Whey and lactose are natural byproducts of cheese production. Tillamook brings in roughly 3.4 million pounds of milk per day at the port, of which 11 percent actually becomes cheese. That means approximately 374,000 pounds of cheese is made every day at the plant.
Milk is made up of mostly water — about 87 percent. Another 4 percent is fat, and 9 percent non-fat solids. Among those non-fat solids are casein proteins, used in making cheese and whey, which is separated out of the process.
After milk is curdled and strained, the remaining liquid whey stream is pumped from Tillamook’s cheese plant over into the adjacent whey and lactose plant. Whey protein is filtered out of the solution, and lactose removed through reverse osmosis, so each can be individually dried and packaged.

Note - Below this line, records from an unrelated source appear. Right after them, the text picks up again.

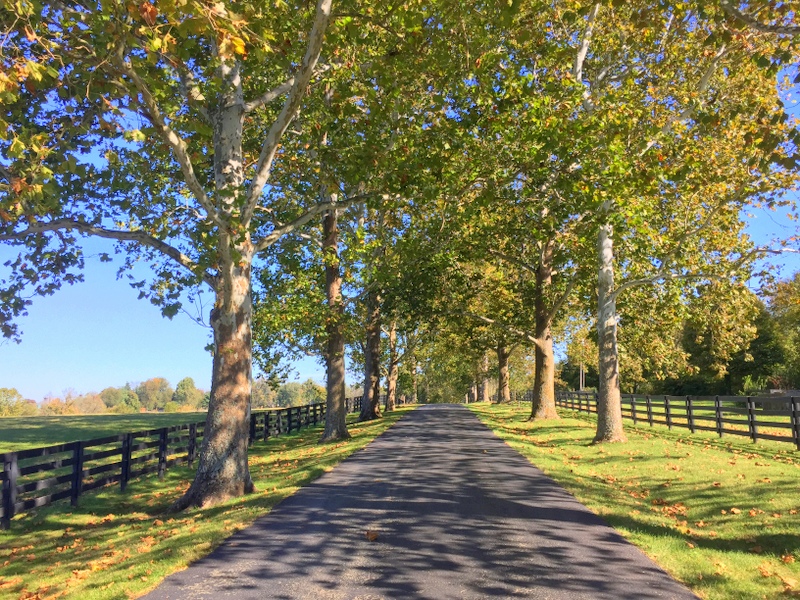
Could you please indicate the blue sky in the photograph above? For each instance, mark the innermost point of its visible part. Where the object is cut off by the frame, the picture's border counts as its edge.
(97, 334)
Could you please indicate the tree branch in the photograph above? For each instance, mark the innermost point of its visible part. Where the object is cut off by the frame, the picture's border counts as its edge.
(687, 113)
(513, 260)
(289, 227)
(517, 332)
(561, 299)
(577, 70)
(290, 110)
(759, 252)
(139, 237)
(173, 140)
(756, 24)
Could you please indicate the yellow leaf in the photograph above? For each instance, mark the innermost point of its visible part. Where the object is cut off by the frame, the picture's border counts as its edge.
(238, 45)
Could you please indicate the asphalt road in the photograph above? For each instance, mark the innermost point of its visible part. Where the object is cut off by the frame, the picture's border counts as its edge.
(458, 514)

Little of the material is handled in the open, as everything is pumped through a system of tanks. The liquid passes first through filtration membranes, and on to the massive dryers that reach five floors high.
“There’s not a lot of physical labor involved,” Stirk said. “It’s all very automated.”
A team of operators keep constant watch in the control room to monitor everything moving in and out of the tanks. After whey and lactose are dried into a fine powder, they are bagged and stored in the facility’s warehouse. The products are then shipped to domestic and export customers.
Any leftover water is either reused or recycled at the port. Nothing goes to waste, Stirk said.
“It’s all gone very well so far,” he said.